China never demanded the firing of NBA executive Daryl Morey, the foreign ministry has announced.

“The Chinese government has never raised these kinds of demands,” ministry spokesperson Gen Shuang told reporters in Beijing on Friday.

The foreign ministry’s statement follows NBA Commissioner Adam Silver’s claim Thursday night that the league was “being asked to fire [Morey] by the Chinese government, by the parties we dealt with, government and business.”

“We said there’s no chance that’s happening. There’s no chance we’ll even discipline him,” Silver said.

Morey sparked criticism from Chinese NBA fans in early October after tweeting, and then deleting, an image captioned “Fight for Freedom.

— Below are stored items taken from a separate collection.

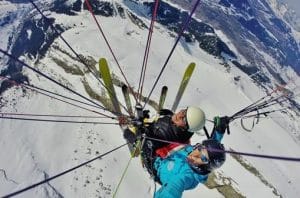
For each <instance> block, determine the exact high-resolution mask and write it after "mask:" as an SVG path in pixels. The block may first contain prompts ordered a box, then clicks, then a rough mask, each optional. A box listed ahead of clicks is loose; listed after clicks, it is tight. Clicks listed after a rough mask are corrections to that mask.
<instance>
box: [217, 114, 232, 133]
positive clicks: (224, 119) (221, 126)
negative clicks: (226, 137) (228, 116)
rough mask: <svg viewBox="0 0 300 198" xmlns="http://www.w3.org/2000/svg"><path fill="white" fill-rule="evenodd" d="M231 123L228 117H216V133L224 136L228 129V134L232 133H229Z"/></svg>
mask: <svg viewBox="0 0 300 198" xmlns="http://www.w3.org/2000/svg"><path fill="white" fill-rule="evenodd" d="M229 121H230V118H229V117H228V116H224V117H219V116H216V117H214V125H215V126H214V129H215V130H216V131H218V132H219V133H222V134H224V133H225V130H226V129H227V132H228V134H229V133H230V131H229Z"/></svg>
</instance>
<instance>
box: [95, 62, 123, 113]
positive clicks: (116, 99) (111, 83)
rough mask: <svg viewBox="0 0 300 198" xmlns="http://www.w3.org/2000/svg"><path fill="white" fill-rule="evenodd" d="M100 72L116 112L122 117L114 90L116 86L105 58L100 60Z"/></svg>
mask: <svg viewBox="0 0 300 198" xmlns="http://www.w3.org/2000/svg"><path fill="white" fill-rule="evenodd" d="M99 71H100V74H101V77H102V79H103V82H104V84H105V86H106V89H107V92H108V95H109V98H110V100H111V102H112V105H113V108H114V112H115V113H117V114H119V115H121V114H122V113H121V109H120V105H119V102H118V99H117V95H116V92H115V88H114V85H113V82H112V78H111V74H110V71H109V67H108V64H107V61H106V59H105V58H100V60H99Z"/></svg>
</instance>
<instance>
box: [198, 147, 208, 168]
mask: <svg viewBox="0 0 300 198" xmlns="http://www.w3.org/2000/svg"><path fill="white" fill-rule="evenodd" d="M198 150H199V152H200V154H201V157H200V158H201V161H202V162H203V163H205V164H208V163H209V160H208V158H207V157H206V155H204V154H203V152H202V149H198Z"/></svg>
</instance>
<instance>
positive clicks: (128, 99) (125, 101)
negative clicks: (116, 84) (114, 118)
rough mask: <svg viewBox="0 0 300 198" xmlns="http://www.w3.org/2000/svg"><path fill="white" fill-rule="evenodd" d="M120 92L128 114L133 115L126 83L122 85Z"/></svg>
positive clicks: (131, 115)
mask: <svg viewBox="0 0 300 198" xmlns="http://www.w3.org/2000/svg"><path fill="white" fill-rule="evenodd" d="M122 93H123V96H124V99H125V103H126V107H127V110H128V113H129V115H130V116H133V111H132V105H131V101H130V97H129V90H128V87H127V85H123V86H122Z"/></svg>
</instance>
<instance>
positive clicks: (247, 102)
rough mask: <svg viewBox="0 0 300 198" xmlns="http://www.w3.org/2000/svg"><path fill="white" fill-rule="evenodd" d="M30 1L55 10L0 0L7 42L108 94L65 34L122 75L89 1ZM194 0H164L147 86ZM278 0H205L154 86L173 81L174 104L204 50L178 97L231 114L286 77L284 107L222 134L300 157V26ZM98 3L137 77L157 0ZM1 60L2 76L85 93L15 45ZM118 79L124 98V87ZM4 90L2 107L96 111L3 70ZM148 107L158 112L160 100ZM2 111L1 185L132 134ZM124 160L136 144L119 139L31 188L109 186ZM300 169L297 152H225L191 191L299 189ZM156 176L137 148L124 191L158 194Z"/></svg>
mask: <svg viewBox="0 0 300 198" xmlns="http://www.w3.org/2000/svg"><path fill="white" fill-rule="evenodd" d="M34 2H35V3H36V5H37V6H38V7H39V8H40V9H41V10H42V11H43V12H44V14H45V15H46V16H47V18H43V17H41V15H40V14H39V13H38V12H37V10H36V9H34V7H33V6H32V4H31V3H30V2H27V3H24V1H16V0H11V1H1V2H0V15H1V17H0V27H1V29H0V35H1V39H0V48H1V49H3V50H7V51H9V52H10V53H11V54H13V55H14V56H15V57H18V58H20V59H22V60H24V61H25V62H26V63H27V64H29V65H31V66H34V67H35V68H36V69H39V70H40V71H43V72H44V73H46V74H47V75H49V76H51V77H52V78H54V79H56V80H57V81H59V82H61V83H63V84H64V85H66V86H68V87H70V88H72V89H74V90H76V91H78V92H79V93H81V94H83V95H85V96H88V97H89V98H91V99H93V100H94V101H97V100H98V102H99V101H100V102H102V103H104V100H101V98H102V96H103V95H104V94H105V93H104V92H105V91H104V88H101V85H100V83H99V82H98V81H97V80H96V79H95V78H94V77H93V75H91V73H90V72H88V71H87V69H86V68H85V67H84V65H83V64H82V63H81V62H80V61H79V60H78V58H77V57H76V56H75V55H74V54H73V53H72V51H71V50H70V49H69V48H68V47H67V46H66V45H65V43H64V42H63V41H62V39H61V38H59V35H60V34H61V35H62V36H63V38H65V39H66V40H67V41H68V43H70V45H71V46H72V48H73V49H74V50H75V51H76V52H77V53H78V54H79V55H80V56H81V57H82V58H83V59H84V60H85V61H86V62H87V63H88V65H89V66H91V67H92V68H95V70H97V69H96V68H97V61H98V59H99V57H106V58H107V60H108V62H109V64H110V65H111V70H112V71H113V73H114V74H115V76H116V79H117V80H119V81H123V82H124V79H122V75H121V73H120V71H119V70H118V68H117V66H116V64H115V62H114V59H113V57H112V56H111V54H110V52H109V50H108V49H107V47H106V44H105V42H104V40H103V38H101V35H100V33H99V31H98V29H97V26H96V24H95V22H94V21H93V18H92V16H91V15H90V13H89V12H88V10H87V7H86V5H85V4H83V2H82V1H81V0H68V1H64V0H47V1H34ZM194 2H195V1H191V0H189V1H188V0H185V1H176V0H172V1H163V2H161V3H160V6H159V10H158V16H157V21H156V25H155V28H154V34H153V39H152V45H151V51H150V56H149V64H148V65H149V68H148V70H147V75H146V82H145V85H144V87H145V94H146V93H148V92H149V91H150V90H151V87H152V85H153V83H154V81H155V79H156V77H157V75H158V73H159V70H160V68H161V66H162V65H163V63H164V61H165V59H166V57H167V56H168V53H169V51H170V49H171V48H172V46H173V43H174V39H175V38H176V36H177V33H178V32H179V31H180V28H181V26H182V24H183V23H184V21H185V19H186V17H187V16H188V13H189V10H190V9H191V6H192V5H193V4H194ZM270 2H271V1H270ZM270 2H267V1H265V0H243V1H241V0H239V1H238V0H220V1H216V0H213V1H212V0H211V1H203V2H201V4H200V6H199V8H198V10H197V13H196V16H195V18H194V19H193V20H192V21H191V24H190V26H189V27H188V29H187V30H186V31H185V32H184V36H183V39H182V40H181V41H180V43H179V45H178V47H177V48H176V50H175V52H174V54H173V56H172V58H171V59H170V62H169V64H168V67H167V68H166V70H165V72H164V74H163V77H162V79H160V81H159V83H158V86H157V87H159V88H160V87H162V86H163V85H168V86H169V93H168V97H167V101H166V107H171V105H172V102H173V101H172V98H174V97H175V94H176V91H177V87H178V84H179V82H180V80H181V77H182V74H183V72H184V69H185V66H186V65H188V64H189V63H190V62H196V64H197V68H196V71H195V74H194V76H193V78H192V79H191V82H190V84H189V86H188V89H187V91H186V93H185V96H184V98H183V100H182V102H181V103H180V107H186V106H187V105H190V104H192V105H199V106H201V107H202V108H203V109H204V110H205V112H206V114H207V117H208V118H212V117H213V116H215V115H220V114H221V115H232V114H233V113H235V112H236V111H238V110H239V109H241V108H242V107H244V106H246V105H248V104H250V103H251V101H255V100H256V99H258V98H260V97H261V96H263V95H265V94H266V92H267V91H268V92H270V91H271V89H272V88H274V87H275V85H276V84H287V85H286V86H285V89H287V90H289V92H291V93H293V94H294V97H291V98H290V99H289V101H288V102H286V103H284V104H281V106H280V105H279V104H278V105H276V106H275V108H277V109H279V108H287V109H286V110H285V111H282V112H277V113H274V114H273V115H272V116H270V117H269V119H264V120H261V121H260V123H259V125H257V126H256V127H255V128H254V131H253V133H245V132H244V131H243V129H242V128H241V126H240V125H239V123H238V122H234V123H233V124H232V129H231V131H232V134H231V135H230V136H227V137H225V140H224V143H225V145H228V148H232V149H234V150H237V151H249V152H254V153H262V154H273V155H282V156H294V157H297V156H298V157H299V156H300V152H299V151H300V149H299V147H300V122H299V120H300V119H299V117H300V116H299V111H300V107H299V101H300V100H299V94H298V92H299V84H300V79H299V72H300V70H299V63H300V62H299V61H300V50H299V39H297V34H298V33H299V32H297V30H296V29H294V28H293V27H292V26H290V25H289V24H288V23H286V22H285V19H284V18H283V17H282V16H281V15H280V14H278V12H276V11H275V9H274V6H272V4H271V3H270ZM272 2H273V1H272ZM90 3H91V5H92V6H93V10H94V13H95V15H96V17H97V18H98V19H99V21H100V23H101V26H102V28H103V30H104V32H105V34H106V35H107V37H108V40H109V42H110V44H111V46H112V48H113V51H114V52H115V54H116V57H117V59H118V60H119V61H120V64H121V66H122V69H123V70H124V73H125V74H126V77H127V78H128V80H129V83H130V84H131V86H133V87H134V88H137V86H138V80H139V79H138V77H139V75H137V74H139V72H140V68H141V67H140V65H141V64H142V56H143V53H144V49H145V45H146V40H147V34H148V27H149V25H150V19H151V13H152V9H153V5H154V4H153V1H146V0H144V1H134V0H115V1H92V0H90ZM52 26H54V27H55V28H56V30H53V28H52ZM298 38H299V37H298ZM0 63H1V67H0V68H1V70H0V71H1V76H6V77H10V78H11V79H14V80H15V81H17V82H29V83H30V84H33V85H36V86H39V87H43V88H45V89H47V90H52V91H54V92H57V93H64V94H65V95H68V96H69V97H76V98H78V97H77V96H74V95H72V94H71V93H68V92H66V91H65V90H64V89H62V88H60V87H58V86H56V85H55V84H51V82H49V81H47V80H45V79H44V78H42V77H40V76H39V75H37V74H35V73H33V72H32V71H30V70H28V69H27V68H25V67H23V66H22V65H21V64H20V63H17V62H15V61H13V60H12V59H9V58H8V57H7V56H4V55H2V54H1V56H0ZM116 91H117V94H118V96H119V98H120V100H121V101H122V95H121V91H120V89H119V88H117V90H116ZM159 92H160V90H159V89H157V90H156V91H155V92H154V94H153V97H152V99H153V100H156V101H157V99H158V96H159ZM0 93H1V98H0V101H1V104H0V108H1V112H19V113H39V114H67V115H90V114H91V113H89V114H88V113H87V112H86V111H84V110H82V109H78V108H74V107H70V106H69V105H67V104H64V103H61V102H60V101H56V100H54V99H49V98H47V97H45V96H43V95H39V94H37V93H36V92H33V91H30V90H27V89H25V88H22V87H20V86H14V84H13V83H11V82H10V81H7V80H1V88H0ZM149 108H150V109H151V111H152V114H154V111H153V107H149ZM93 110H96V109H95V108H93ZM98 111H99V110H98ZM105 113H107V112H105ZM78 120H79V118H78ZM85 120H86V121H91V120H90V119H88V118H85ZM94 120H96V119H94ZM100 120H101V121H103V120H104V121H105V119H103V118H102V119H100ZM97 121H99V118H98V119H97ZM0 123H1V124H0V125H1V132H0V134H1V139H0V148H1V150H2V152H0V159H1V162H0V195H4V194H7V193H9V192H12V191H14V190H17V189H21V188H22V187H25V186H27V185H30V184H31V183H34V182H37V181H39V180H42V179H44V178H47V177H49V176H52V175H54V174H56V173H58V172H61V171H63V170H65V169H67V168H70V167H72V166H75V165H77V164H79V163H81V162H83V161H86V160H88V159H91V158H92V157H94V156H97V155H99V154H101V153H104V152H106V151H108V150H110V149H112V148H114V147H116V146H118V145H120V144H122V143H124V140H123V138H122V135H121V130H120V129H119V127H117V126H110V125H104V124H102V125H88V124H60V123H58V124H53V123H44V122H40V123H36V122H34V123H33V122H26V121H16V120H4V119H1V120H0ZM208 125H209V124H208ZM209 127H211V126H209ZM202 139H204V136H199V137H195V138H193V142H197V141H200V140H202ZM287 145H288V146H287ZM128 160H129V155H128V150H126V149H123V150H120V151H117V152H115V153H113V154H111V155H108V156H106V157H105V158H103V159H101V160H97V161H96V162H94V163H91V164H90V165H88V166H86V167H83V168H81V169H78V170H76V171H74V172H72V173H70V174H69V175H66V176H64V177H61V178H59V179H57V180H54V181H52V182H50V183H47V184H46V185H44V186H42V187H39V188H36V189H35V190H32V191H29V192H27V193H24V194H23V196H24V197H111V196H112V194H113V192H114V189H115V188H116V186H117V184H118V181H119V179H120V177H121V175H122V172H123V171H124V169H125V166H126V164H127V162H128ZM299 172H300V170H299V164H298V163H291V162H284V161H271V160H268V161H266V160H263V159H256V158H244V157H242V158H240V157H236V156H229V157H228V160H227V162H226V165H224V167H222V168H221V169H220V170H218V171H216V174H214V175H213V176H212V177H211V179H210V182H209V183H208V184H207V185H206V186H204V185H202V186H199V188H197V189H195V190H193V191H189V192H186V193H185V194H184V196H185V197H198V196H199V195H201V196H202V195H203V196H206V197H222V196H225V197H244V196H246V197H254V196H255V197H297V195H298V194H299V188H298V185H297V184H298V183H299V181H300V177H299V175H300V174H299ZM153 188H154V185H153V182H152V181H151V179H150V178H149V176H148V175H147V173H146V172H145V170H143V169H142V166H141V164H140V161H139V160H138V159H136V160H133V161H132V162H131V165H130V167H129V170H128V173H127V174H126V177H125V178H124V181H123V182H122V185H121V186H120V189H119V192H118V194H117V197H141V196H143V197H151V196H152V193H153V190H154V189H153ZM253 191H254V192H253Z"/></svg>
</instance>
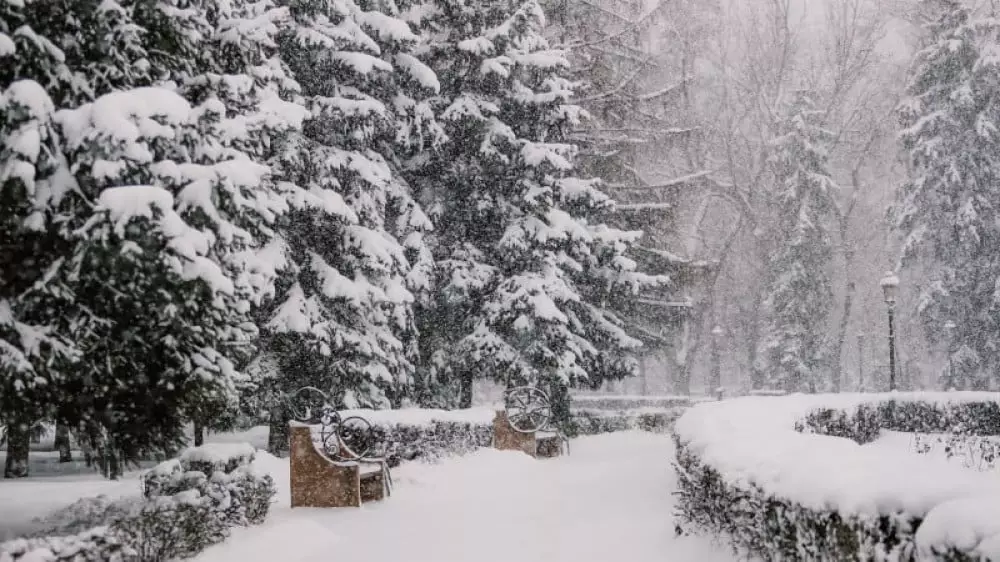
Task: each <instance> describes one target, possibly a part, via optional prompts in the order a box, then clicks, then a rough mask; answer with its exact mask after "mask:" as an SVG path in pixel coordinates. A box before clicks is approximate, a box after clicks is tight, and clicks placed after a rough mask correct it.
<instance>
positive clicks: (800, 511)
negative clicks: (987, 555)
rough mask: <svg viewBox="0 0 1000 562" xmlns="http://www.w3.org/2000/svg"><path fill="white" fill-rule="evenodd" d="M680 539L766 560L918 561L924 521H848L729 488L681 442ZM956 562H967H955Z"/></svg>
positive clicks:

Stand with Hong Kong.” Chinese authorities, companies and fans saw the tweet as a case of interference in the country’s internal affairs, with the Rockets and the NBA subsequently losing local sponsors, and Chinese broadcasters deciding not to air a two-game exhibition tour by a pair of NBA teams.

In his comments Thursday, Silver said he wasn’t quite certain where the league will “go from here,” adding that “the financial consequences have been and may continue to be fairly dramatic.” Silver expressed regret for “upsetting” its “hundreds of millions” of fans in China, but argued that Morey’s tweet was an expression of free speech, which he said was one of the NBA’s “American values.”

The NBA’s growing popularity in China is said to net the franchise as much as $4 billion in annual revenues, comprising up to half of its total revenues of $8 billion in 2018.

Hong Kong has faced mass anti-government protests since early June, when the local government announced plans to adopt a bill allowing criminal suspects to be extradited to the mainland. The bill was eventually squashed, but protests have continued, with protesters now demanding amnesty for their actions during the protests, and protesting the introduction of another law which bans wearing face masks during protests and other public gatherings, which was partly prompted by China's decision to roll out AI facial recognition surveillance.

Western media coverage has presented the protests as a case of ‘pro-democracy protesters fighting China’s authoritarian government’. China has accused the West of ignoring the protesters’ anti-Chinese mainlander and anti-police violence, general vandalism and rioting, and has called for an end to interference in its internal affairs.

Hong Kong was formally transferred back to China in 1997 after 157 years of British rule, but is governed under the ‘One country, two systems’ constitutional principle formulated by Chinese leader Deng Xiaoping in the early 1980s. Under this system, Hong Kong has been allowed to retain its distinct economic, legal and administrative system.